All that stuff about how a character has to go through the "dark night of the soul" in order to come out on top and have a true victory at the end of a film- it's complete crap when it's your actual LIFE! I've seen characters in so many stories and films that suffer these scenes, you know? Those Oscar-clip moments where they break down and sob and reaffirm their determination of seeing something through- of going for that dream.

It's all complete crap when it actually happens to you- because it doesn't last for only a scene. It doesn't last for only a few painful minutes with a killer score. And the crying is not a beautifully lit moment- it is UGLY. It is painful. It is the WORST!

And let me tell you- you don't ALWAYS end up wanting to reaffirm your desire to continue trying for that dream. Sometimes that dream beats you up so much that you actually start to think maybe you should give up. Maybe you won't make it. Maybe your whole pursuit of this dream was an utter waste. Maybe it was the single worst decision in your life. Maybe this whole dream thing has irrevocably destroyed the rest of your life...

But they don't make films about the people who give up, do they? I leave the answers to you.

Wednesday, September 6, 2017

Unlike Taylor Swift, I'm not dead...

Just busy.

But I just HAD to come and share the announcement! I have been published!

A local author who happens to be a friend of mine asked me to design the cover illustration for his new book- and it came out today! I am beyond honored and he has been very happy with the result. So much so that he had the original framed and hanging up in his apartment less than 24 hours fter he had it in his hot little hands! XD

Please help support the author and purchase the book. It is a great read and was a real page-turner for me!

Thursday, May 11, 2017

Day 131 of 365

Wait... what day is it?

This isn't the only thing I have on the burner right now. Too many projects and not enough hours in the day!

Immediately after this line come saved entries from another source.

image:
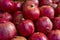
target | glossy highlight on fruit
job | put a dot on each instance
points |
(30, 11)
(26, 28)
(56, 22)
(54, 35)
(7, 30)
(19, 38)
(38, 36)
(44, 25)
(47, 11)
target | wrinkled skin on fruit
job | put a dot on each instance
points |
(44, 25)
(45, 2)
(54, 35)
(56, 22)
(7, 6)
(38, 36)
(30, 11)
(35, 1)
(57, 10)
(17, 17)
(25, 28)
(18, 5)
(55, 1)
(3, 20)
(54, 5)
(7, 30)
(5, 15)
(19, 38)
(47, 11)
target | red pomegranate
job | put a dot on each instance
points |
(35, 1)
(5, 15)
(44, 25)
(45, 2)
(30, 11)
(55, 1)
(25, 28)
(56, 23)
(7, 30)
(57, 10)
(7, 6)
(38, 36)
(47, 11)
(54, 35)
(17, 17)
(19, 38)
(18, 5)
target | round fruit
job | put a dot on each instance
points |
(38, 36)
(55, 1)
(57, 10)
(47, 11)
(45, 2)
(5, 15)
(35, 1)
(7, 6)
(19, 38)
(54, 35)
(44, 25)
(30, 11)
(7, 30)
(17, 17)
(56, 23)
(18, 5)
(25, 28)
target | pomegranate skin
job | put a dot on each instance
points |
(57, 12)
(7, 30)
(35, 1)
(38, 36)
(7, 6)
(30, 11)
(18, 5)
(54, 35)
(56, 1)
(19, 38)
(45, 2)
(17, 17)
(25, 28)
(47, 11)
(6, 16)
(56, 23)
(44, 25)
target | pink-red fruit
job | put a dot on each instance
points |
(38, 36)
(25, 28)
(44, 25)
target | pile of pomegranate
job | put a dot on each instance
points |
(29, 19)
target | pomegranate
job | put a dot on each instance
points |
(38, 36)
(45, 2)
(56, 1)
(19, 38)
(54, 35)
(35, 1)
(17, 17)
(56, 22)
(57, 10)
(7, 30)
(5, 15)
(7, 6)
(25, 28)
(30, 11)
(44, 25)
(18, 5)
(47, 11)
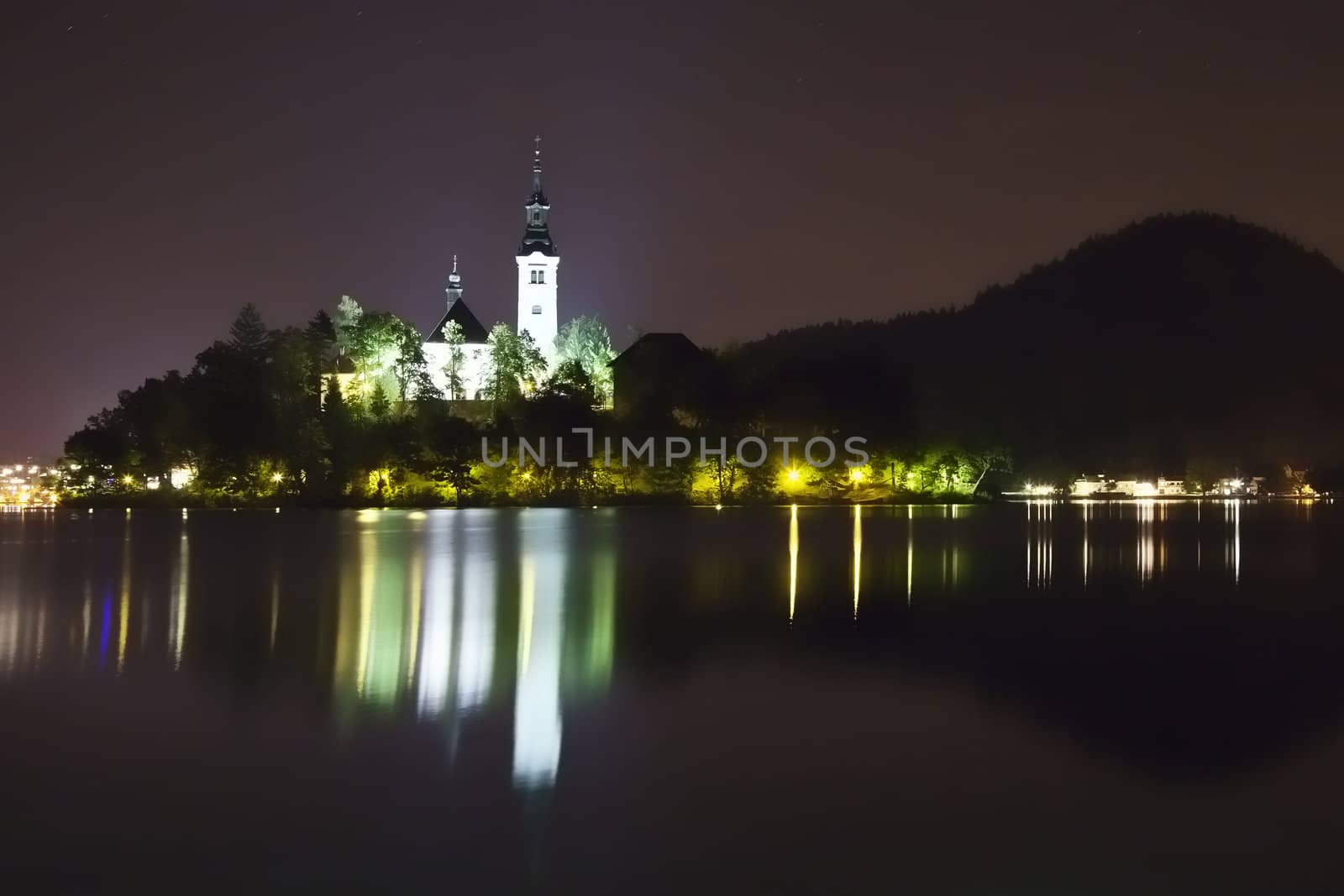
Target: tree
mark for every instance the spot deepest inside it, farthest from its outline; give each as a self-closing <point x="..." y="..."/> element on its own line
<point x="249" y="335"/>
<point x="349" y="313"/>
<point x="454" y="338"/>
<point x="409" y="365"/>
<point x="570" y="380"/>
<point x="512" y="363"/>
<point x="585" y="342"/>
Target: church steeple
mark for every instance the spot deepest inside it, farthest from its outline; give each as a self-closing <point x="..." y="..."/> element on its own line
<point x="537" y="237"/>
<point x="454" y="285"/>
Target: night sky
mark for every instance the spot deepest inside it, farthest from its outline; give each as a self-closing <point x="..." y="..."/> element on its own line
<point x="723" y="170"/>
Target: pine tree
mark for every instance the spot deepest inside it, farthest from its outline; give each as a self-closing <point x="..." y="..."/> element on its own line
<point x="378" y="403"/>
<point x="454" y="338"/>
<point x="249" y="335"/>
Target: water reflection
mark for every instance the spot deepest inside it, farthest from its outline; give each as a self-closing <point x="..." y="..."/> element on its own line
<point x="449" y="616"/>
<point x="537" y="707"/>
<point x="1144" y="551"/>
<point x="1041" y="547"/>
<point x="793" y="559"/>
<point x="1233" y="537"/>
<point x="858" y="555"/>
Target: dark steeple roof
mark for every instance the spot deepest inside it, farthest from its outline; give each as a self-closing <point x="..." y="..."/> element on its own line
<point x="537" y="238"/>
<point x="472" y="329"/>
<point x="457" y="311"/>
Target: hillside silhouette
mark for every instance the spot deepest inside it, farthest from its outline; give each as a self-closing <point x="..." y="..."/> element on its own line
<point x="1180" y="340"/>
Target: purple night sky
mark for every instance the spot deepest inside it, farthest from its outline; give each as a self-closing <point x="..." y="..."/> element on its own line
<point x="725" y="170"/>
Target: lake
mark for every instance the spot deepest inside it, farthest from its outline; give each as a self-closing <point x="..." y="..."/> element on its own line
<point x="1108" y="698"/>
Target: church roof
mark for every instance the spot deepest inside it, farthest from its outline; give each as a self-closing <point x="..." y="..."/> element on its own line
<point x="472" y="329"/>
<point x="659" y="348"/>
<point x="538" y="241"/>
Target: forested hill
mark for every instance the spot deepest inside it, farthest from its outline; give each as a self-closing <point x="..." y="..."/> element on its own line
<point x="1175" y="340"/>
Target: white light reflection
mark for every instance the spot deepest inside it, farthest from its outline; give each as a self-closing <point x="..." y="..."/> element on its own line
<point x="1144" y="550"/>
<point x="436" y="654"/>
<point x="476" y="647"/>
<point x="537" y="708"/>
<point x="1041" y="550"/>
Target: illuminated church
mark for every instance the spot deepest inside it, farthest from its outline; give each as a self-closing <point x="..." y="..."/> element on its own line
<point x="538" y="261"/>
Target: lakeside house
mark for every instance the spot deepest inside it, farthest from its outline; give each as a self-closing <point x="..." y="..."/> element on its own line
<point x="1101" y="485"/>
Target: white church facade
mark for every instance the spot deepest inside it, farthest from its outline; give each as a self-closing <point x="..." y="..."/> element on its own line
<point x="538" y="262"/>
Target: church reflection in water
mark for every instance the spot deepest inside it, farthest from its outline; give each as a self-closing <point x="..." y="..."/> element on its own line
<point x="477" y="614"/>
<point x="504" y="620"/>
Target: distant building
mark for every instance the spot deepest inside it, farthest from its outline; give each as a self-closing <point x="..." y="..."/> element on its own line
<point x="538" y="264"/>
<point x="1171" y="486"/>
<point x="1234" y="486"/>
<point x="474" y="343"/>
<point x="1086" y="485"/>
<point x="656" y="374"/>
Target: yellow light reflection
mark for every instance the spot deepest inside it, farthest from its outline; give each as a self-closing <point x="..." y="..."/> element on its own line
<point x="911" y="553"/>
<point x="124" y="604"/>
<point x="793" y="559"/>
<point x="858" y="555"/>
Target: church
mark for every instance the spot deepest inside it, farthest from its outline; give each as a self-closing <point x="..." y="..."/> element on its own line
<point x="538" y="261"/>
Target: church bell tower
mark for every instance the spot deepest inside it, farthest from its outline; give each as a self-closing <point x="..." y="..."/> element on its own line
<point x="538" y="261"/>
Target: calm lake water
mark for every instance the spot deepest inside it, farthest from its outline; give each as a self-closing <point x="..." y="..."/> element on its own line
<point x="1025" y="698"/>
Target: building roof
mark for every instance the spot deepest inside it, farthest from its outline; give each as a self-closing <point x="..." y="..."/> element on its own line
<point x="537" y="238"/>
<point x="472" y="329"/>
<point x="658" y="347"/>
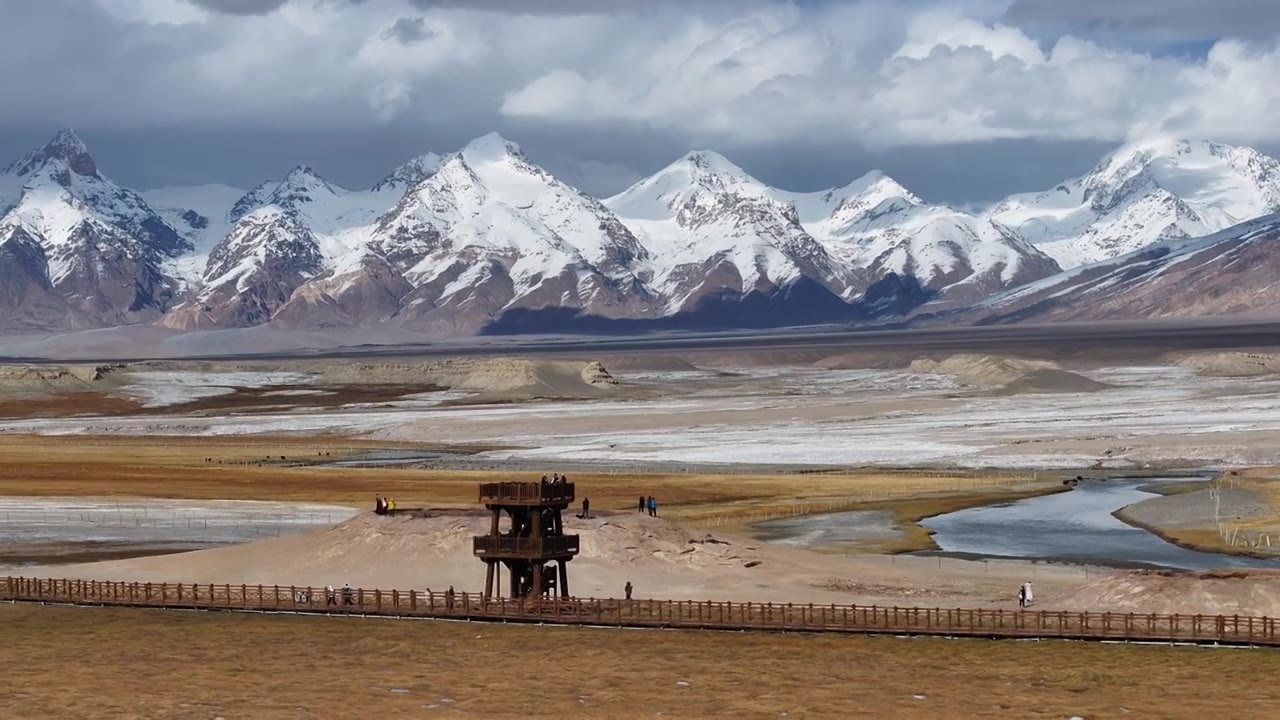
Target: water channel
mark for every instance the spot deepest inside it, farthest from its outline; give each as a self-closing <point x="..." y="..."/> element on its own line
<point x="1069" y="527"/>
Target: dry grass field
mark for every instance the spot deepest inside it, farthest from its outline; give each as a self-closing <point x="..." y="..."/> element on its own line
<point x="113" y="662"/>
<point x="225" y="468"/>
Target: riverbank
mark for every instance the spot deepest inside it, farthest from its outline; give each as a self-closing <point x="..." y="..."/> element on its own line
<point x="1233" y="514"/>
<point x="272" y="666"/>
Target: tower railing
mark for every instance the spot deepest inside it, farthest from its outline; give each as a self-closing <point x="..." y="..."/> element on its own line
<point x="525" y="493"/>
<point x="533" y="548"/>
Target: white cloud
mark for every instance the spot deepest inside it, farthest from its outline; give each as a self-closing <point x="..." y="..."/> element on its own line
<point x="858" y="72"/>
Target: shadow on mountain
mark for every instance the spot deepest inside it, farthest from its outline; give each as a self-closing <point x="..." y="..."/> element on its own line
<point x="803" y="302"/>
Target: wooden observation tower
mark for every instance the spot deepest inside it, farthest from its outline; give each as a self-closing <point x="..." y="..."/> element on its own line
<point x="534" y="547"/>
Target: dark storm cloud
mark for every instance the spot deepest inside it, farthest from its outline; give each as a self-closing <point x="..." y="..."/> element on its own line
<point x="241" y="7"/>
<point x="407" y="31"/>
<point x="1170" y="18"/>
<point x="561" y="7"/>
<point x="257" y="7"/>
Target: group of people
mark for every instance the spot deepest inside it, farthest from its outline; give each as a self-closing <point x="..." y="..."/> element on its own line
<point x="1024" y="595"/>
<point x="648" y="505"/>
<point x="330" y="596"/>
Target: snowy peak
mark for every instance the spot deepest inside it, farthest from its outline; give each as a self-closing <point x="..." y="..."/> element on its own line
<point x="873" y="192"/>
<point x="699" y="173"/>
<point x="301" y="185"/>
<point x="490" y="149"/>
<point x="410" y="173"/>
<point x="1142" y="194"/>
<point x="65" y="146"/>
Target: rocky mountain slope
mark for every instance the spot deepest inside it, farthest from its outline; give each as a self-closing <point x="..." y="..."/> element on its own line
<point x="877" y="224"/>
<point x="484" y="240"/>
<point x="1230" y="272"/>
<point x="103" y="246"/>
<point x="1143" y="194"/>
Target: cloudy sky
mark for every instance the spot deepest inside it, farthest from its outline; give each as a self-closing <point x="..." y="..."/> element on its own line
<point x="963" y="100"/>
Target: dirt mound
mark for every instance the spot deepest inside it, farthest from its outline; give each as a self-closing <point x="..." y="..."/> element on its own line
<point x="1255" y="592"/>
<point x="433" y="551"/>
<point x="511" y="377"/>
<point x="1048" y="379"/>
<point x="643" y="363"/>
<point x="1232" y="364"/>
<point x="863" y="361"/>
<point x="26" y="381"/>
<point x="982" y="370"/>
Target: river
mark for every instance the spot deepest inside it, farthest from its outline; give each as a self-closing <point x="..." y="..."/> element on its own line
<point x="1075" y="527"/>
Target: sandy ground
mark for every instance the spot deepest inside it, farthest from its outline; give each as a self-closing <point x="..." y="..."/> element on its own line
<point x="74" y="529"/>
<point x="1125" y="417"/>
<point x="659" y="557"/>
<point x="273" y="666"/>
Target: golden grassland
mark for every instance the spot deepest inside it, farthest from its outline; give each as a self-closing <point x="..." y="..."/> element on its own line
<point x="118" y="662"/>
<point x="1264" y="482"/>
<point x="255" y="469"/>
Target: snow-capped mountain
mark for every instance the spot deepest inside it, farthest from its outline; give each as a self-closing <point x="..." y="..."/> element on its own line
<point x="202" y="215"/>
<point x="718" y="236"/>
<point x="877" y="224"/>
<point x="484" y="240"/>
<point x="1142" y="194"/>
<point x="103" y="245"/>
<point x="252" y="272"/>
<point x="282" y="236"/>
<point x="1229" y="272"/>
<point x="410" y="173"/>
<point x="490" y="232"/>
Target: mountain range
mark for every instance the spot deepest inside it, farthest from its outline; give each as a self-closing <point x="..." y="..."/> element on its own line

Really looking forward to fixing these.

Friday, May 5, 2017

Day 125 of 365

"Apprised in time of the visit paid him, Monte Cristo had, from behind the blinds of his pavilion, as minutely observed the baron, by means of an excellent lorgnette, as Danglars himself had scrutinized the house, garden, and servants. "That fellow has a decidedly bad countenance," said the count in a tone of disgust, as he shut up his glass into its ivory case. "How comes it that all do not retreat in aversion at sight of that flat, receding, serpent-like forehead, round, vulture-shaped head, and sharp-hooked nose, like the beak of a buzzard?" - The Count of Monte Cristo



A work-in-progress.

Tuesday, May 2, 2017

Day 123 of 365

My second of four Celtic knots I have planned. Unfortunately, will be redoing BOTH the Oak and this Birch one because of errors. The Oak knot is wrong and this one, I hate the BG color. The yellow leaves were supposed to be vivid and bright, but I misjudged and made the BG too close. My own fault.... I love orange! Live and learn.... But think of it as a bonus for you guys. More art from me!



The next one will be so much better!